The latest indictments -- exposing almost $200 million in Medicare scams involving HIV treatments, physical therapy and diabetic services -- follow a recently announced partnership between the Justice and Health and Human Services departments.

The agencies have expanded criminal ''strike forces'' that existed under the Bush administration, most recently to Detroit, but also have committed about half a billion dollars to fraud prevention efforts this year.
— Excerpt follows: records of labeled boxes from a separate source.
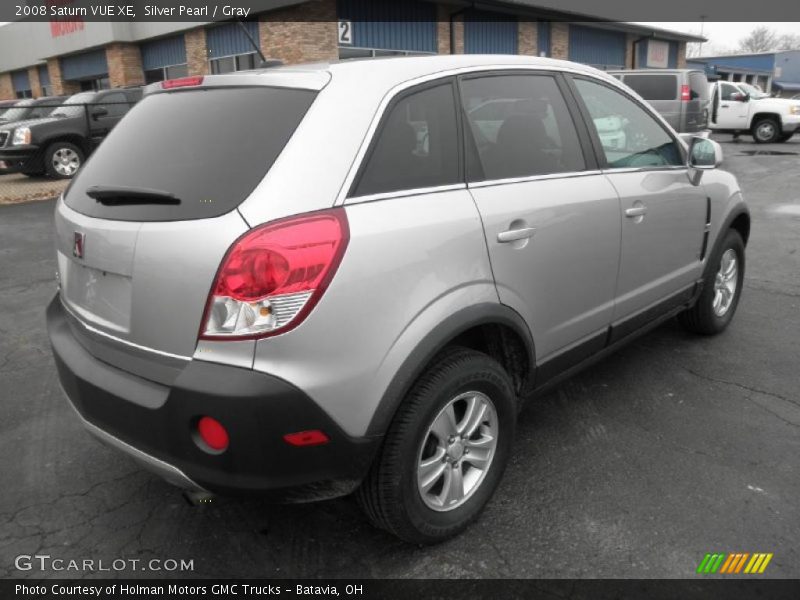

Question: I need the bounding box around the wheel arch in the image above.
[366,302,536,436]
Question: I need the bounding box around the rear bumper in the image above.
[47,296,380,502]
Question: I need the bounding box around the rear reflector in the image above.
[197,417,230,452]
[161,76,204,90]
[200,208,349,340]
[283,429,330,446]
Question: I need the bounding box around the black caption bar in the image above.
[0,0,800,25]
[0,579,800,600]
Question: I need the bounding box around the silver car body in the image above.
[56,56,744,468]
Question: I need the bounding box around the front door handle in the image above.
[625,205,647,219]
[497,227,536,244]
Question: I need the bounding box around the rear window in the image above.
[65,87,316,221]
[625,75,678,100]
[689,71,708,100]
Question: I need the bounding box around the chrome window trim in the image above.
[334,63,624,206]
[346,183,467,205]
[59,295,192,362]
[467,169,603,189]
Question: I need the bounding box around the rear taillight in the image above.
[200,208,349,340]
[161,75,204,90]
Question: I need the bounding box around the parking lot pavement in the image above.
[0,173,69,204]
[0,137,800,578]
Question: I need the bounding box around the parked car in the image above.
[709,81,800,144]
[47,55,750,543]
[609,69,710,133]
[0,96,67,126]
[0,88,142,179]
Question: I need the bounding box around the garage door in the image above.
[464,10,517,54]
[569,25,625,69]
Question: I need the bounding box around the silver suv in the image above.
[47,56,750,543]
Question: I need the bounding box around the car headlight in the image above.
[11,127,31,146]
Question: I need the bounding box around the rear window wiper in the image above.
[86,185,181,206]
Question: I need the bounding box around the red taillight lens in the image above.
[201,208,349,339]
[283,429,330,446]
[161,75,204,90]
[197,417,230,452]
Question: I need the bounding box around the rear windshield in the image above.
[625,75,678,100]
[65,87,316,221]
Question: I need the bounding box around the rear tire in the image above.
[752,117,781,144]
[678,229,745,335]
[356,348,517,544]
[44,142,84,179]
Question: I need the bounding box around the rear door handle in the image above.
[625,206,647,219]
[497,227,536,244]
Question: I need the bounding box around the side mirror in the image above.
[686,137,722,185]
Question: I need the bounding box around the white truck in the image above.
[708,81,800,144]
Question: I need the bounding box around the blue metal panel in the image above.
[139,35,187,71]
[39,65,50,86]
[464,10,518,54]
[537,21,550,56]
[61,49,108,80]
[702,53,775,71]
[569,25,625,68]
[11,71,31,92]
[667,42,678,69]
[206,21,261,62]
[336,0,437,52]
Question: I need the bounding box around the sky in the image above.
[642,21,800,55]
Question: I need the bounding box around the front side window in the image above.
[353,82,459,196]
[575,79,683,169]
[461,75,586,181]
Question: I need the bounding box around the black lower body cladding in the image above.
[47,296,380,502]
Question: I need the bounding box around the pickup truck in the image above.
[0,88,142,179]
[708,81,800,144]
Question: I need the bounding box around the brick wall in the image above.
[678,42,686,69]
[258,0,339,64]
[106,43,144,87]
[550,21,569,60]
[517,20,539,56]
[47,58,81,96]
[0,73,17,100]
[183,28,208,76]
[28,67,43,98]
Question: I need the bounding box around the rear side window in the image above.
[625,75,678,100]
[352,82,460,196]
[461,75,586,181]
[689,72,709,100]
[65,87,316,221]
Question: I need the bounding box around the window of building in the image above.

They are working on sharing suspicious billing information with Medicare -- an agency notorious for paying claims fast without verifying them -- to help stop fraud and waste.

Experts estimate the huge entitlement program loses at least $60 billion to fraud every year, with Miami-Dade County at the center of the national crisis.

''The Obama administration is committed to turning up the heat on Medicare fraud and employing all the weapons in the federal government's arsenal to target those who are defrauding the American taxpayer,'' HHS Secretary Kathleen Sebelius said during a news conference at the Justice Department with Attorney General Eric Holder.

''But our joint efforts don't just stop at the jailhouse door,'' she said. "Every dollar we can save by stopping fraud can be used to strengthen the long-term fiscal health of Medicare, bring down costs and deliver better service to Medicare beneficiaries.''

The government's job will be anything but easy.

During the past five years, thousands of Medicare fraud offenders have shown that they can outsmart the vulnerable healthcare system for the elderly and disabled. Their weapons: cash kickbacks to Medicare patients, manipulation of medical records to justify bogus charges, and use of different billing codes to get around Medicare's technology to block false claims.

Consider the series of eye-opening criminal cases this week.

On Friday, FBI agents arrested eight Miami-Dade residents on charges of bilking Medicare for $22 million by charging for nurses to treat mostly homebound diabetic patients -- many of whom didn't have the disease or didn't receive the services.